IFA Centre highlights issues of ‘obsessing with percentages’
Advisers should think twice about charging clients based on percentages because it is often not in the best interests of either party, Gill Cardy has warned.
Speaking at an all-day conference in London, sponsored by the IFA Centre, on independence after the retail distribution review, the managing director of IFA trade body, said she was concerned about the “obsession with percentages” as a post-RDR pricing model.
She questioned whether tapered percentages were fair to all sizes of clients and argued that percentages are difficult for clients to understand.
Ms Cardy said: “Having a tiered structure is not easy for the vast number of people who don’t know how to work out percentages and in the new regime you will have to put a number on all the percentages anyway.”
Deciding which assets to levy a charge on was another difficulty Ms Cardy raised with the audience.
She said: “Percentages of what? Assets advised on? Assets on the wrap? Everything you own? It starts getting complicated and it’s not necessarily that simple to apply.
“If you are worth what you are worth as IFAs, why do you link what you earn to the value of the assets on which you advise? It’s good news when the stock market goes up but what happens when it goes down? You are still offering advice of value.”
She said when clients use the money the adviser has helped them achieve to make large purchases, such as a holiday home or an annuity, the cashflow to the adviser will also inevitably fall.
Ms Cardy said this was “wrong on so many levels” and pointed out that percentages can even lead to conflicts of interest.
For instance, if a client gets a million-pound bonus, but also has a large mortgage to pay off, an adviser whose remuneration is based on a percent of assets might find it difficult to tell the client to pay off the mortgage debt, rather than invest the cash.
Tristan Freer, director for Gloucestershire-based Bank House Investment Management, said: “Our model is based on a fixed-rate fee or hourly model. With percentages, clients end up paying different amounts for the same service, and that’s not fair.

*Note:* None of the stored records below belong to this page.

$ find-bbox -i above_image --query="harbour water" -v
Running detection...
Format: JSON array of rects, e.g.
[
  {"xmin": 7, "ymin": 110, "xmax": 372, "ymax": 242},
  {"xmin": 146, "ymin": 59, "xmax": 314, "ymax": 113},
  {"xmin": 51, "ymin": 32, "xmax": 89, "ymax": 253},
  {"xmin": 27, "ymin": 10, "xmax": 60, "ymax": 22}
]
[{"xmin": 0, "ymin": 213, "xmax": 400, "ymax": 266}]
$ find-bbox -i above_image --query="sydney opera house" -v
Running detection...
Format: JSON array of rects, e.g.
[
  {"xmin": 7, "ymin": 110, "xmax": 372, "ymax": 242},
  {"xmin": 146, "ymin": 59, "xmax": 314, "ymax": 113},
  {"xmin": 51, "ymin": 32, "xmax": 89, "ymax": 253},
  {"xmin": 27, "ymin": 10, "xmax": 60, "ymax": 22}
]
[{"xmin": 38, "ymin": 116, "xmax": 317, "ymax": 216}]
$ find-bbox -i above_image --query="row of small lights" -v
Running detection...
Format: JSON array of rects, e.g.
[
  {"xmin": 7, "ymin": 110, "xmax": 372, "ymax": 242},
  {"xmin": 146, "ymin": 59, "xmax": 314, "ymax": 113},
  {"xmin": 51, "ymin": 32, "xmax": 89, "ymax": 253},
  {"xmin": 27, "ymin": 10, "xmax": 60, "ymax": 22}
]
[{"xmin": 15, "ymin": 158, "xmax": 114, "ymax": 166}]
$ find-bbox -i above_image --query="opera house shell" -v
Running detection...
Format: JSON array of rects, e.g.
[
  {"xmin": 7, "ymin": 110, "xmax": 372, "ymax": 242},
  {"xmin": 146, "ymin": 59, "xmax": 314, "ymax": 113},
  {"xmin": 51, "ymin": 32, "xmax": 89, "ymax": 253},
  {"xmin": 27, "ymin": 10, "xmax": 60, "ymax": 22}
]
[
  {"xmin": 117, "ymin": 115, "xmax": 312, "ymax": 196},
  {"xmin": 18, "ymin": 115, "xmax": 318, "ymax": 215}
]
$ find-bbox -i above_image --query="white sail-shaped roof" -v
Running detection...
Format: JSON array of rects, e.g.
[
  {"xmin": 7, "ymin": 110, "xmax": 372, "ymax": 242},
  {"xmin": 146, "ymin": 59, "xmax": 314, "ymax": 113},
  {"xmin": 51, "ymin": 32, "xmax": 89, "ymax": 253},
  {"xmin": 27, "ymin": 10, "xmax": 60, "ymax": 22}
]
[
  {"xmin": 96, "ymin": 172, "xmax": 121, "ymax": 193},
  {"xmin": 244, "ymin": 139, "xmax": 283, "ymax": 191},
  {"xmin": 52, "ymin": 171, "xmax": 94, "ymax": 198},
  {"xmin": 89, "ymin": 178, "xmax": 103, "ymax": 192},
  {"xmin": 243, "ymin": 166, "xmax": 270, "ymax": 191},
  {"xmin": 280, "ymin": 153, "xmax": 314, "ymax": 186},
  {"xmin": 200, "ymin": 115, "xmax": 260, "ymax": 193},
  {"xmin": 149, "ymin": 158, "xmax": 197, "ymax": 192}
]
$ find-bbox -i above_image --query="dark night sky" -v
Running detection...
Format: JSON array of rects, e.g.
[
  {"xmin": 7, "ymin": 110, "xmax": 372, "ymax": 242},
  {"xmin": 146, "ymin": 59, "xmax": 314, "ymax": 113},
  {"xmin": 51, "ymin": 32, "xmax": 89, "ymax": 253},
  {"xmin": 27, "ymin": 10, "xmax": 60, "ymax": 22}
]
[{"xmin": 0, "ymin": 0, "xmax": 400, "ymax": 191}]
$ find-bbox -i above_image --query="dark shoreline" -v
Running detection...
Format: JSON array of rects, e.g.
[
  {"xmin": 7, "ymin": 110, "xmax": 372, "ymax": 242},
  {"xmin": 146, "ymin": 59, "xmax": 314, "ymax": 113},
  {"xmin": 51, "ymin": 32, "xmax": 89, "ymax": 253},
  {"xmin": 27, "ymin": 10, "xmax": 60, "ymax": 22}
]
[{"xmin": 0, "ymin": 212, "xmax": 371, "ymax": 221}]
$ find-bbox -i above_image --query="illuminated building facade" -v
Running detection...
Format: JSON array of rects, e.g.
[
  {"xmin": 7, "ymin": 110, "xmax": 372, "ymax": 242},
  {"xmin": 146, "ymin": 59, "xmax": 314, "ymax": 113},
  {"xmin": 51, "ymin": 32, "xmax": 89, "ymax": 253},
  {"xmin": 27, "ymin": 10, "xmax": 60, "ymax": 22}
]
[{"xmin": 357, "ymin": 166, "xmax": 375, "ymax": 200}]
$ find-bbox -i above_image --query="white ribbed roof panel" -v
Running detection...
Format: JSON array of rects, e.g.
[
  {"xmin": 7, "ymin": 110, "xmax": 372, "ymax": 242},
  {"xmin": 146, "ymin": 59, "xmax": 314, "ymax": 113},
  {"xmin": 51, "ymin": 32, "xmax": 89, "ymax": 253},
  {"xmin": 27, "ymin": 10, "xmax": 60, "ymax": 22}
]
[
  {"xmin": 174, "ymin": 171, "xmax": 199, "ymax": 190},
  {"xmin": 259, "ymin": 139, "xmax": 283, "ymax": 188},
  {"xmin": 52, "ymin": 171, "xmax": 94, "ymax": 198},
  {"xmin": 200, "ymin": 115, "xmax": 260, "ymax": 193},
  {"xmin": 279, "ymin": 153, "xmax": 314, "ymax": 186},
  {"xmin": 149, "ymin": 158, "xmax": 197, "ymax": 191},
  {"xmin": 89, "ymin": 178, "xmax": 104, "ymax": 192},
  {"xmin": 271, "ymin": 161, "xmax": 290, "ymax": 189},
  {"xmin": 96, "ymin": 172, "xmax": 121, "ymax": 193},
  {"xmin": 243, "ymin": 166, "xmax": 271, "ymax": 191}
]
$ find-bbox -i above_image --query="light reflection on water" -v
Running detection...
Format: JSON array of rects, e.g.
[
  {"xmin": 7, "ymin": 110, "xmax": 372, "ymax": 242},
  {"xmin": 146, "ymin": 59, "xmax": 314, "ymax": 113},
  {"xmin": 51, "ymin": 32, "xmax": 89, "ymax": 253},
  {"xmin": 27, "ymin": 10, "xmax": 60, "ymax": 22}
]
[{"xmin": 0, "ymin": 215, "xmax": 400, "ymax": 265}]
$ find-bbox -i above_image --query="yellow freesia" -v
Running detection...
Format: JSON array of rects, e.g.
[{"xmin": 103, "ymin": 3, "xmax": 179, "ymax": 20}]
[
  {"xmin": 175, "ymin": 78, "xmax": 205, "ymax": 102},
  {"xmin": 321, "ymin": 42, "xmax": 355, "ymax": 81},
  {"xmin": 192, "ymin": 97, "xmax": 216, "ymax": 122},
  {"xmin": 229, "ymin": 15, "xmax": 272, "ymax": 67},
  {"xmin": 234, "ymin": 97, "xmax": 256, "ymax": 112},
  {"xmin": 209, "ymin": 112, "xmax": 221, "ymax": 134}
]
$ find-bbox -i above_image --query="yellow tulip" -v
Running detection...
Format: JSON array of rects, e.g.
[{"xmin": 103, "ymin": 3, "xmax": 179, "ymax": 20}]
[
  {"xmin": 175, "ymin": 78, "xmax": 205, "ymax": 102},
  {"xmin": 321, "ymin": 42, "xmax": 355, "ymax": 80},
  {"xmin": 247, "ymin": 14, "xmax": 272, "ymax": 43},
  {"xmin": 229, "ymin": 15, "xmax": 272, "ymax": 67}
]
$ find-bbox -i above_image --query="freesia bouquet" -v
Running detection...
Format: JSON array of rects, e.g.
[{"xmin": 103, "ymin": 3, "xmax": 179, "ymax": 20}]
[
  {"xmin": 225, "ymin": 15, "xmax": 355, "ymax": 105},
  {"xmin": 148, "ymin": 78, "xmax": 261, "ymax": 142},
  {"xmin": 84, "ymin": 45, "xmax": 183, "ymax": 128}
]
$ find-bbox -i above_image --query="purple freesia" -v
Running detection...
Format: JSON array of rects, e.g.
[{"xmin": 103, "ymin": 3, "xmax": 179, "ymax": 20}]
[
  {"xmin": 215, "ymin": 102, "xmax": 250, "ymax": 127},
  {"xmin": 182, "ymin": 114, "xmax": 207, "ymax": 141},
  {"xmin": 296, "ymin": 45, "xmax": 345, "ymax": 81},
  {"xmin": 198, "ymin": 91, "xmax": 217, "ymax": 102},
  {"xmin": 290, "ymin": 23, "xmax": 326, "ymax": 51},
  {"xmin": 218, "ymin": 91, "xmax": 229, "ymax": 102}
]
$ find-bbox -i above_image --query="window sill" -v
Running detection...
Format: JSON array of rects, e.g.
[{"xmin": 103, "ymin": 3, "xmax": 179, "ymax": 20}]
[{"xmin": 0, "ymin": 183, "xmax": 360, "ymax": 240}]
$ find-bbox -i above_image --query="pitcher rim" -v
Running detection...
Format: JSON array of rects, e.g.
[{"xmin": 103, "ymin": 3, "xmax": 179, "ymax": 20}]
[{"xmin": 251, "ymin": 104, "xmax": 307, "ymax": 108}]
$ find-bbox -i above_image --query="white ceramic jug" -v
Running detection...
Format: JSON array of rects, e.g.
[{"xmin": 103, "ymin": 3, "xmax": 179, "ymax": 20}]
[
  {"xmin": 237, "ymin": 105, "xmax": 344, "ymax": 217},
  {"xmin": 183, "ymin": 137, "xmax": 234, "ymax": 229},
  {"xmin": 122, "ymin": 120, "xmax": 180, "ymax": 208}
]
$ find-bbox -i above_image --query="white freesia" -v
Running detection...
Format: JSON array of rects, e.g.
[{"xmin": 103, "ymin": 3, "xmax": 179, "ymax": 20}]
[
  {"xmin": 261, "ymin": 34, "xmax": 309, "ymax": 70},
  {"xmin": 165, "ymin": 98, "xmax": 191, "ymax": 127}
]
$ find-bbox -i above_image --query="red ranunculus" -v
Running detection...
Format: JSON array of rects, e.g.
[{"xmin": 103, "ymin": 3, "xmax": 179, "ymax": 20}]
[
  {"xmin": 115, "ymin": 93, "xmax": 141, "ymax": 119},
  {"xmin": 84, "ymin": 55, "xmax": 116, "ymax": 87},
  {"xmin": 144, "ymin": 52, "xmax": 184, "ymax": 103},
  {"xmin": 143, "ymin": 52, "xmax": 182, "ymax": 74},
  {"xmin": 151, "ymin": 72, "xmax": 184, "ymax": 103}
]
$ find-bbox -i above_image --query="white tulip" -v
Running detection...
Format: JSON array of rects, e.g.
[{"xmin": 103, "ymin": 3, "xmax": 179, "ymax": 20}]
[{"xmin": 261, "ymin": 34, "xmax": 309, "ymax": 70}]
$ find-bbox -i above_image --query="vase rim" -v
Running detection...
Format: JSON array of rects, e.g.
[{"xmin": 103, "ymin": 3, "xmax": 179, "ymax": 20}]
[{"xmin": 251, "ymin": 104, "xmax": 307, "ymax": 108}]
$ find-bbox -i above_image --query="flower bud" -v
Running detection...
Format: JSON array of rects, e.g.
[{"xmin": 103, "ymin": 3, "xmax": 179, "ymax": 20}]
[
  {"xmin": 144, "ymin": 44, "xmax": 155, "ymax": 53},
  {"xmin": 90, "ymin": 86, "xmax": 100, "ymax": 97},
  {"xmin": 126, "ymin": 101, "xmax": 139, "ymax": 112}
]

“People who think they can just charge a percentage because it looks like commission are living in cloud cuckoo land because the FSA will ask why they are charging one client twice as much as another for the same service. However, come January 2013, I don’t know how we will deal with clients who just want to put £200 a month into a pension scheme. It’s not affordable for them to pay fixed fees up front. Commission was the best way to service those people, so the industry will lose a big proportion of people who can no longer afford financial advice.”